Moving forward, Butts discusses contract positions versus full-time positions in the data science and AI sectors. He believes that project-based initiatives will have the opportunity to leverage more contract labor versus hiring full-time, especially since the skill set might not be needed upon project completion.

Shedding light on the current dynamics of managed services, Butts says that many consulting firms leverage contract labor partners like Burtch Works to bring in talent.

For instance, it could be a “Big 4” firm and a premium that comes with the resources because they are sourced through two layers. In this scenario, there is a growing demand for Burtch Works to provide high-quality talent directly to customers. The direct approach benefits everyone, he says because there is a price benefit, contractors have a better experience and the firm provides resources across the project lifecycle.

“There is a strong demand for fractional leadership in SMEs.”

Furthermore, in SMEs, there is a stronger demand for fractional leadership, also known as CXO practice, apart from the contract staffing demand. Regardless of who drives the need, it turns out to be highly effective to get specialized resources and thought leadership to companies that did not have such access before. This helps such companies make strategic decisions that increase enterprise value and provide assessments that enable them to reach their goals.

Emphasizing the advantages and disadvantages of contract versus full-time employment, Butts remarks that certain practitioners want more stability and do not prefer contracting. As this is a huge decision criterion, Burtch Works places many full-time practitioners and leaders because they either come from a full-time position or have never contracted.

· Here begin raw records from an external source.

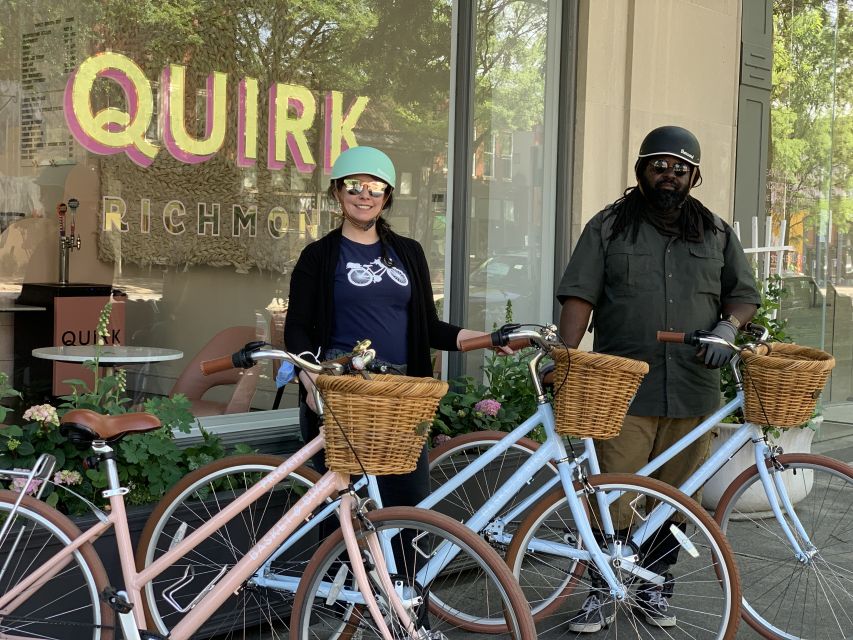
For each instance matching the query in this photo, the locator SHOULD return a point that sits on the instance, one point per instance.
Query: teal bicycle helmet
(365, 160)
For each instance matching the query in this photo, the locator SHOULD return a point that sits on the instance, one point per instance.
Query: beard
(664, 199)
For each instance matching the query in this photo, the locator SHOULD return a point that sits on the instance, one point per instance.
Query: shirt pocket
(630, 269)
(705, 268)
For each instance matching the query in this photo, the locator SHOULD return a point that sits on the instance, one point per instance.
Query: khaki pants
(643, 438)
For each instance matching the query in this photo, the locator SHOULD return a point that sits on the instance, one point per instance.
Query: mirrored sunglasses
(678, 168)
(354, 186)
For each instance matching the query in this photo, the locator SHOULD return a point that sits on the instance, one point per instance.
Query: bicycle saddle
(82, 426)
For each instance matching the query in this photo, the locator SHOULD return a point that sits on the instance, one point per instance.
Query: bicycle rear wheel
(261, 608)
(67, 605)
(476, 579)
(706, 596)
(784, 597)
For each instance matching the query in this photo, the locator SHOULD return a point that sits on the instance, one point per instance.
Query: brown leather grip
(209, 367)
(485, 342)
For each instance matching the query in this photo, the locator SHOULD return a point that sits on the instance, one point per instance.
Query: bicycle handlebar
(700, 338)
(514, 337)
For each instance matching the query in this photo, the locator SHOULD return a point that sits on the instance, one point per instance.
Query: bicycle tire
(450, 458)
(783, 597)
(551, 589)
(194, 500)
(69, 602)
(312, 614)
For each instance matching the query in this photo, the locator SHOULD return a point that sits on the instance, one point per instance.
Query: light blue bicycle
(795, 556)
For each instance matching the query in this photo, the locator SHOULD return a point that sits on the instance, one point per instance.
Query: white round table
(108, 356)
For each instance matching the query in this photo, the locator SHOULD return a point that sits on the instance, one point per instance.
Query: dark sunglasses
(354, 186)
(678, 168)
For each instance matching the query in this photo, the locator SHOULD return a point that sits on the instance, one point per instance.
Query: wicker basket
(383, 420)
(782, 387)
(593, 400)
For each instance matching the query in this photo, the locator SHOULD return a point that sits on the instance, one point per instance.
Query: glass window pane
(506, 213)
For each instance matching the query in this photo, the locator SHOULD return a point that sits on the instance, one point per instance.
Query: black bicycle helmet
(671, 141)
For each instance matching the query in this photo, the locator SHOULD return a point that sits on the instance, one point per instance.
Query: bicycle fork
(393, 599)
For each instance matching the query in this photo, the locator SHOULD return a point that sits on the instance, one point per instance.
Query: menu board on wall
(48, 54)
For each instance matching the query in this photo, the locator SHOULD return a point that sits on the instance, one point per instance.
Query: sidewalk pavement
(836, 441)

On the contrary, from the contract perspective, the individual practitioner likes the contracting nature as it makes them more marketable, exposing them to more technology rapidly. Butts states that many customers avail themselves of the opportunity to “contract to hire.”

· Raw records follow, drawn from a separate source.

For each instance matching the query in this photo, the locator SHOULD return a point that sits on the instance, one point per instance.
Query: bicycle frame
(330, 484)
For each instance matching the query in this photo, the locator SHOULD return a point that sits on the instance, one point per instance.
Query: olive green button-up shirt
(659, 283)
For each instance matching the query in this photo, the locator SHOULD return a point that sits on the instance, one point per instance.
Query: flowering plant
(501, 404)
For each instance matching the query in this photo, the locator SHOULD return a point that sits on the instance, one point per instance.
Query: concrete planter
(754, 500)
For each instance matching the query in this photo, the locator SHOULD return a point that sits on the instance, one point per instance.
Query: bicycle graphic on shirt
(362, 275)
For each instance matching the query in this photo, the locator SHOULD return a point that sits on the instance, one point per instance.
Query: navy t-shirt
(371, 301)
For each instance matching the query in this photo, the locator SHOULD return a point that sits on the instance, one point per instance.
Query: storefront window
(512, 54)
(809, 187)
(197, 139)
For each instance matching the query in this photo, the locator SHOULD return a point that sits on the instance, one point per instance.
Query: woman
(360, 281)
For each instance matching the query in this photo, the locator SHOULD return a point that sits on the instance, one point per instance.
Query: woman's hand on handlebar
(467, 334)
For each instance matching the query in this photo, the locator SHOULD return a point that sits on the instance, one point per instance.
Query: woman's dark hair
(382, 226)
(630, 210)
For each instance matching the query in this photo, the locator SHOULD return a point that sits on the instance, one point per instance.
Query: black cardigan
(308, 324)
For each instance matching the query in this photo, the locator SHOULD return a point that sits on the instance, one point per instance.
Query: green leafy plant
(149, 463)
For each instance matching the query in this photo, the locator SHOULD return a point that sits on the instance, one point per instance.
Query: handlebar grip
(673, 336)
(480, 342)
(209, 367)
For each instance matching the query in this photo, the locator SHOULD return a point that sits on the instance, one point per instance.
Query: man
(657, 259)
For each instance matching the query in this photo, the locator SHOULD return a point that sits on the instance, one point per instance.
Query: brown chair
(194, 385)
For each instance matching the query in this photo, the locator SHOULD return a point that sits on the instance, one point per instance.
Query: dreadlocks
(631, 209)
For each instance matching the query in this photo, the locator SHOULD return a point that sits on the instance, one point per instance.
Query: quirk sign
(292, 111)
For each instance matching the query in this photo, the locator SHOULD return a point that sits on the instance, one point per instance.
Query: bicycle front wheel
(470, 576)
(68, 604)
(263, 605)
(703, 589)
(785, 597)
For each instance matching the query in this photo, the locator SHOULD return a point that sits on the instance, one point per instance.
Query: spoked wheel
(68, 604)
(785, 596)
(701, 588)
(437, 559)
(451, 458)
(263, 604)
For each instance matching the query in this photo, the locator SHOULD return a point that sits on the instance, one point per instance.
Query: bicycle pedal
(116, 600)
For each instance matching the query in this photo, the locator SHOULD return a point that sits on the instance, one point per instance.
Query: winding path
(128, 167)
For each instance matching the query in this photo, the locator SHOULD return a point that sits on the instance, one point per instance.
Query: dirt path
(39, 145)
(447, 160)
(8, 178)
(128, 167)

With this option, customers hire a contractor from Burtch Works, and post the required period, the organization has an FTE headcount. Further, if the organization gets accustomed to the contract resource, there is a mechanism where customers can convert the resource to full-time.

Thereafter, the contractors working with Burtch Works also like the hourly nature of it, in which they are provided with best-in-class benefits. These include medical dental vision, short- and long-term disability life insurance, and a Roth 401(k) matching scheme. These contractors are also entitled to take a couple of months off to travel or spend time with family before engaging in another project, enabling flexibility and competitive compensation.

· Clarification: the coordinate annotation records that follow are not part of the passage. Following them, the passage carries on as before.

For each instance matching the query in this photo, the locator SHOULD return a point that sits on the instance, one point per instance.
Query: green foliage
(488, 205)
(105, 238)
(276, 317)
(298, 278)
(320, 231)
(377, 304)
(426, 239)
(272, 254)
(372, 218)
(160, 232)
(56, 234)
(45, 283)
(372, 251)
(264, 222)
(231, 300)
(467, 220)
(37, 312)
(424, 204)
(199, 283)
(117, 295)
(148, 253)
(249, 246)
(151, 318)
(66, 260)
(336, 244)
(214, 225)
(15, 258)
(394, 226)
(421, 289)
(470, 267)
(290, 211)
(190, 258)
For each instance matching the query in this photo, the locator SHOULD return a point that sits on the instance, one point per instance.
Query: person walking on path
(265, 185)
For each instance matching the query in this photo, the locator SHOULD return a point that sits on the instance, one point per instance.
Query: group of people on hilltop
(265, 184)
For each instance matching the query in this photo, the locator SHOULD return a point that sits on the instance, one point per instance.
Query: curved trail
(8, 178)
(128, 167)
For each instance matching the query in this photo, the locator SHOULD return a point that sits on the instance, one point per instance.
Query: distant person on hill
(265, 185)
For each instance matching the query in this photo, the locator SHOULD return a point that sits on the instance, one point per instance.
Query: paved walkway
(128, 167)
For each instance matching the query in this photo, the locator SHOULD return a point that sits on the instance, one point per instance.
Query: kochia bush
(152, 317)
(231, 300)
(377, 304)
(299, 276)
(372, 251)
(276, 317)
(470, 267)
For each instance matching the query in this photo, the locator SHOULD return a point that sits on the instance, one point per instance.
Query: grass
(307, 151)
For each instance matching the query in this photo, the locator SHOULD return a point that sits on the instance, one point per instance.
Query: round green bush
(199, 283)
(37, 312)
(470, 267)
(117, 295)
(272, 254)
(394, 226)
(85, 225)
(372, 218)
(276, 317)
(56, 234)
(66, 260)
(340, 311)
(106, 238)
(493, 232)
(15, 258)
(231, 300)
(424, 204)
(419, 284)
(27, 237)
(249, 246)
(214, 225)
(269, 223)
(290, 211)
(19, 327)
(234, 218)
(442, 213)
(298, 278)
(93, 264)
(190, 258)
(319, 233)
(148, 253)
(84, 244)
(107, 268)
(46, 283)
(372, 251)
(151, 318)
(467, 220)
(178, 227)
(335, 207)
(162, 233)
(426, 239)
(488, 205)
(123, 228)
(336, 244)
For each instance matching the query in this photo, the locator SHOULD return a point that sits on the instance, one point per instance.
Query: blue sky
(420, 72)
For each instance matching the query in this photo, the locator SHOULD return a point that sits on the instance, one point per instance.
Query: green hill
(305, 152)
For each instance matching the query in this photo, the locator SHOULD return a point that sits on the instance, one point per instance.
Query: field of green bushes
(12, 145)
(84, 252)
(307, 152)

Then, Butts pivots to discuss the partnership with Women in Data Science (WiDS) Worldwide that started five years ago. He states that WiDS was from Stanford University, and Butts worked with one of its Co-founders to provide market data on gender participation and compensation discrepancies in the data and analytics industry.

This led to contributing to a couple of whitepapers and finding out different areas where gender participation drops or lacks across the industry in general. He asserts that he sees less than 30% female participation in both individual contributor and manager categories in the data and analytics sector.

Butt states that there is a significant drop in females moving into leadership roles, and therefore, Burtch Works supports WiDS on the mission to drive 30% representation of female data and analytics leaders and practitioners by 2030.

Concluding, Butts shares that to do that, the Burtch Works team has put data into action by launching a dynamic product called Uplink.

Uplink is a career advocacy workspace where WiDS members can access Burtch Works’ salary reports and curated content. This would allow them to navigate their career, upskill, and create a better website or resume.

​ CDO Magazine appreciates Michael Butts for sharing his insights with our global community.